Translational Psychiatry Program, Department of Psychiatry and Behavioral Sciences, McGovern Medical School, University of Texas Health Science Center at Houston (UTHealth), 1941 East Rd, 77054, Houston, TX, USA.
Center of Excellence on Mood Disorders, Department of Psychiatry and Behavioral Sciences, McGovern Medical School, The University of Texas Health Science Center at Houston (UTHealth), Houston, TX, USA.
Transl Psychiatry. 2017 Dec 11;7(12):1283. doi: 10.1038/s41398-017-0048-8.
Bipolar disorder (BD) has been previously associated with accelerated aging; yet, the mechanisms underlying this association are largely unknown. The epigenetic clock has been increasingly recognized as a valuable aging marker, although its association with other biological clocks in BD patients and high-risk subjects, such as telomere length and mitochondrial DNA (mtDNA) copy number, has never been investigated. We included 22 patients with BD I, 16 siblings of BD patients, and 20 healthy controls in this analysis. DNA was isolated from peripheral blood and interrogated for genome-wide DNA methylation, mtDNA copy number, and telomere length. DNA methylation age (DNAm age) and accelerated aging were calculated using the Horvath age estimation algorithm in blood and in postmortem brain from BD patients and nonpsychiatric controls using publicly available data. Older BD patients presented significantly accelerated epigenetic aging compared to controls, whereas no difference was detected among the younger subjects. Patients showed higher levels of mtDNA copy number, while no difference was found between controls and siblings. mtDNA significantly correlated with epigenetic age acceleration among older subjects, as well and with global functioning in our sample. Telomere length did not show significant differences between groups, nor did it correlate with epigenetic aging or mtDNA copy number. These results suggest that BD may involve an accelerated epigenetic aging, which might represent a novel target for treating BD and subjects at risk. In particular, our results suggest a complex interplay between biological clocks to determine the accelerated aging and its consequences in BD.

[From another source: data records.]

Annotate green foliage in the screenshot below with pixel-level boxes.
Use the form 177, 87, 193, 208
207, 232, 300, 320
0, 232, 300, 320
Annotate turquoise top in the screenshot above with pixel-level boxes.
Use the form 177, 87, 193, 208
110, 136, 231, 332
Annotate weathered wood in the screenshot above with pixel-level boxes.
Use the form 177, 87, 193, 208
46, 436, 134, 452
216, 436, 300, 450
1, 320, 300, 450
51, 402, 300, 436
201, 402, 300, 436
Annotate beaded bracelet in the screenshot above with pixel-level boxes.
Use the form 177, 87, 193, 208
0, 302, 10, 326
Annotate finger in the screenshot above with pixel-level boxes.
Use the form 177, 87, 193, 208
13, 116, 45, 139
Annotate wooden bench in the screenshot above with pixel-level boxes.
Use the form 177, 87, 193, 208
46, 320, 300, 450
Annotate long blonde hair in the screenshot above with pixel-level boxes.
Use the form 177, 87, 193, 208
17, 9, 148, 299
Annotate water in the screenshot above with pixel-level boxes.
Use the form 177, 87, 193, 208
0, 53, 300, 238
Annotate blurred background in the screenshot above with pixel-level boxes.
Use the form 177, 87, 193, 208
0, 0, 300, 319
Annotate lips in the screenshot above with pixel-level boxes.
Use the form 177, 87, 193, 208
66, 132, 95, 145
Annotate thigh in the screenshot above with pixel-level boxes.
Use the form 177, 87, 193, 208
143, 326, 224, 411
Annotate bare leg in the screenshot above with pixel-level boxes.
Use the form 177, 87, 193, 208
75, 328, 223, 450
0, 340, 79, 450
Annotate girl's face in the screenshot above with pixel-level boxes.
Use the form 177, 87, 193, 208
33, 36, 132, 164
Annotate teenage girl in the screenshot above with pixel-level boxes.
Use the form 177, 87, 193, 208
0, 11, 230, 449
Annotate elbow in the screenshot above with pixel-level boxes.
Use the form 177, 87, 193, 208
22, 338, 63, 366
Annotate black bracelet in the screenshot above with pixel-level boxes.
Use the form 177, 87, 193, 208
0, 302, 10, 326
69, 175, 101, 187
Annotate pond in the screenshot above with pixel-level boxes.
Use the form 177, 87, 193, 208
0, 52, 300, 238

双相情感障碍(BD)以前与加速衰老有关;然而,这种关联的机制在很大程度上尚不清楚。表观遗传钟越来越被认为是一种有价值的衰老标志物,尽管它与 BD 患者和高风险人群(如端粒长度和线粒体 DNA(mtDNA)拷贝数)中的其他生物钟的关联从未被研究过。我们在这项分析中纳入了 22 名 BD I 患者、16 名 BD 患者的兄弟姐妹和 20 名健康对照者。从外周血中分离 DNA,并检测全基因组 DNA 甲基化、mtDNA 拷贝数和端粒长度。使用 Horvath 年龄估算算法在血液中计算 DNA 甲基化年龄(DNAm 年龄)和加速衰老,并使用 BD 患者和非精神科对照者的公开可用数据在死后大脑中计算 DNAm 年龄和加速衰老。与对照组相比,年龄较大的 BD 患者表现出明显加速的表观遗传衰老,而年轻患者则没有差异。患者的 mtDNA 拷贝数较高,而对照组和兄弟姐妹之间没有差异。mtDNA 与老年患者的表观遗传加速衰老以及我们样本中的整体功能显著相关。各组之间端粒长度没有显著差异,也与表观遗传衰老或 mtDNA 拷贝数无关。这些结果表明,BD 可能涉及加速的表观遗传衰老,这可能是治疗 BD 和高危人群的新靶点。特别是,我们的结果表明,生物钟之间存在复杂的相互作用,以确定 BD 中的加速衰老及其后果。